I think (f) is problematic. December 10 does not leave us a lot of time to properly do our work. This is another $7 billion of expenditures. The December 10 is Friday, so we basically get less than a week.
Today is gone, so we're getting three days for $7 billion of new spending—this after it has come to light that organized criminals profited off the CERB, that wealthy executives and shareholders inadvertently profited off subsidies that were intended for wage earners, that prisoners received CERB payments, that ESDC officials got instructions from ministers to keep paying out the CERB even in cases where they suspected fraud, and also that when there are a million vacant jobs, the government has been paying people not to work. That is while there are a million jobs unfilled.
Conservatives are not prepared to simply ram through another $7 billion of expenditures. If this were such an urgent matter, then the Prime Minister wouldn't have shut down Parliament for half a year.
This is our first finance committee meeting since June. It's now December. The government's bad planning is not everyone else's emergency. They shut down Parliament for the whole summer. They didn't need to do that.
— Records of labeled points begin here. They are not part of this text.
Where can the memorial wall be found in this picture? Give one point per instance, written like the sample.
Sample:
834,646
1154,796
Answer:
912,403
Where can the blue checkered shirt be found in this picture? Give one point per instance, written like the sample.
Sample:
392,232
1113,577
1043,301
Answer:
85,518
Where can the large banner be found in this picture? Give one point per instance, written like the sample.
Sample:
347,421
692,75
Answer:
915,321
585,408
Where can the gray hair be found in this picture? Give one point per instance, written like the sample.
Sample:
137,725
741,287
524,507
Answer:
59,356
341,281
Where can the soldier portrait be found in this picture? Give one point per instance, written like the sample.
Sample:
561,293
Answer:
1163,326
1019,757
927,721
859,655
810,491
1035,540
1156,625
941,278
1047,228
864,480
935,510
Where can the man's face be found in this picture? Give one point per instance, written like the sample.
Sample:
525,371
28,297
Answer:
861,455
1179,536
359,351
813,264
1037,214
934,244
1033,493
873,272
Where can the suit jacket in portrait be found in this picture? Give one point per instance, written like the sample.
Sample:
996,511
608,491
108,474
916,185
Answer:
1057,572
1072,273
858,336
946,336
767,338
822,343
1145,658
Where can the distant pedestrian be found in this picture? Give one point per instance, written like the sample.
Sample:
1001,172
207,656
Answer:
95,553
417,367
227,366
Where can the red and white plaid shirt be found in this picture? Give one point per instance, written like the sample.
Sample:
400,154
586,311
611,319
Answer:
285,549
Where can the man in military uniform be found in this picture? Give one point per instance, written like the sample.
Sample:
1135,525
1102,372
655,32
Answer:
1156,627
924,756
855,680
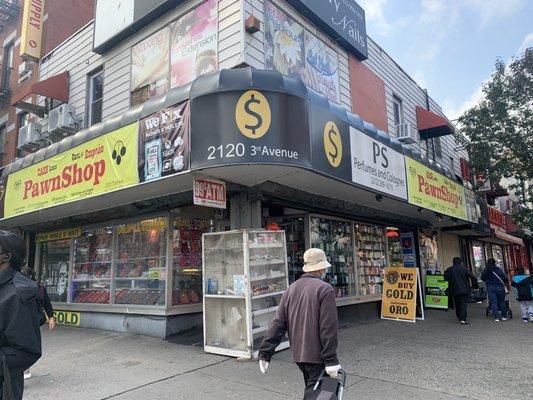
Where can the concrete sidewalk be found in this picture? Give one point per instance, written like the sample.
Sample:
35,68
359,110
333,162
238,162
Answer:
435,359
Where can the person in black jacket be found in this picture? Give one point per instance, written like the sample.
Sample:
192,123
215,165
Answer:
20,337
497,284
460,280
46,311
They prorogued earlier on and didn't need to do that. They called an unnecessary election. They didn't need to do that. Then they waited another two months after getting back to reconvene Parliament. They didn't need to do that.
Now they say they're in a rush. Well, when you show up to work for the first time after a six-month break, say that you're behind schedule and expect all your co-workers to scramble to clean up your mess, don't be surprised if they say, “Whoa. Wait a minute here.” Let's look into the details, especially given how many mistakes this government has made with our tax dollars in the last year and a half.
I would propose that we simply remove (f) and allow the committee to decide when its study is concluded. Once we have heard enough witnesses and have done enough scrutiny and the majority of committee members are happy to proceed to a decision, then we could move to conclude testimony and begin clause-by-clause study in order to send the legislation back to the House.